What I am seeing the more I plunge into the election results is that the boroughs identified as party strongholds, districts that are known to always vote in favour of a certain party, were strategically used by some parties to place new diverse candidates in the efforts to get them elected into office. This can happen when the community has a strong allegiance to the party and not necessarily to the candidates running. Some parties, however, don’t apply this strategy, and in some cases they run diverse candidates in districts and boroughs they have never had a chance of winning before and don’t offer additional or even adequate support for their candidate’s campaign - that’s what we saw in 2017. Often when pressed about the lack of coaching and campaign support for their diverse, first time candidates, parties argue they run dozens of candidates around the city and resources are tight. You know, the intentions are there, but the means are not.

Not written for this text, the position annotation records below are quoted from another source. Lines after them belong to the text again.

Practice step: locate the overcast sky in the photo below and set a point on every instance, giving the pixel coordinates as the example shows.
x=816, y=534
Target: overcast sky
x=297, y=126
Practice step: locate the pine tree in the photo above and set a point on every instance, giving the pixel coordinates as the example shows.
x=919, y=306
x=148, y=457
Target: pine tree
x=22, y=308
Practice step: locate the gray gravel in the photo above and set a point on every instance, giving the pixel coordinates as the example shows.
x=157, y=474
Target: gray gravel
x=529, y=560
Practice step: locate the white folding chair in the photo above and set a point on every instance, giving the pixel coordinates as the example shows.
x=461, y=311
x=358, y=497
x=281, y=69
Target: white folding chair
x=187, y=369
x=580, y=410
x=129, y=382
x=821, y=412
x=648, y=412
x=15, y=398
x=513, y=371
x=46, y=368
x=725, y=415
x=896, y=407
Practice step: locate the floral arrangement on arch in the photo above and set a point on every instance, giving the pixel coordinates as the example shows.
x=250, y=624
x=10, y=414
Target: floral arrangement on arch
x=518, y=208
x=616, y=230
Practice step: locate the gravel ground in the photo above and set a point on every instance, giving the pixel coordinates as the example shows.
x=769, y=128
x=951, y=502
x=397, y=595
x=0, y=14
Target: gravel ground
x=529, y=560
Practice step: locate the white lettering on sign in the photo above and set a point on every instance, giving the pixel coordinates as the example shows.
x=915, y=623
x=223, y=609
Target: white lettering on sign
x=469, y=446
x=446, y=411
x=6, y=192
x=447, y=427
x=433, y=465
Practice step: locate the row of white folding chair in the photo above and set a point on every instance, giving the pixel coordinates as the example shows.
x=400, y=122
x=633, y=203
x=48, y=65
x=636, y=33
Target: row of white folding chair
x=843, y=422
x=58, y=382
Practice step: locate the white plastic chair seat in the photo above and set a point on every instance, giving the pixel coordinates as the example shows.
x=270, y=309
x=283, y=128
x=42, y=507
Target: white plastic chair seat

So what would be a solution to making sure that diverse candidates, fresh faces, new perspectives don’t get hung out to dry by parties tokenizing them in order to show they are buying into the diversity hype? I know there has to be some solid internal shaking up for each party to see who is at the head, what are they doing to implement the feedback from their diverse candidates that pile up at every public citizen’s consultation and how that implementation is being carried out come election time. There has to be some structures in place that can hold parties accountable to how they treat and support their candidates, and how their resources are being distributed among districts. Even after they are elected, there are systemic changes necessary to ensure that there is never only one way for a politician to be and that politicians from all walks of life feel encouraged, valued, and able to contribute in the governance of their city. I am open to learning more about realistic and innovative methods of achieving true diversity and inclusion in politics, this is a field that fascinates me and will inform a lot of my upcoming work. I hope you’re staying for the ride!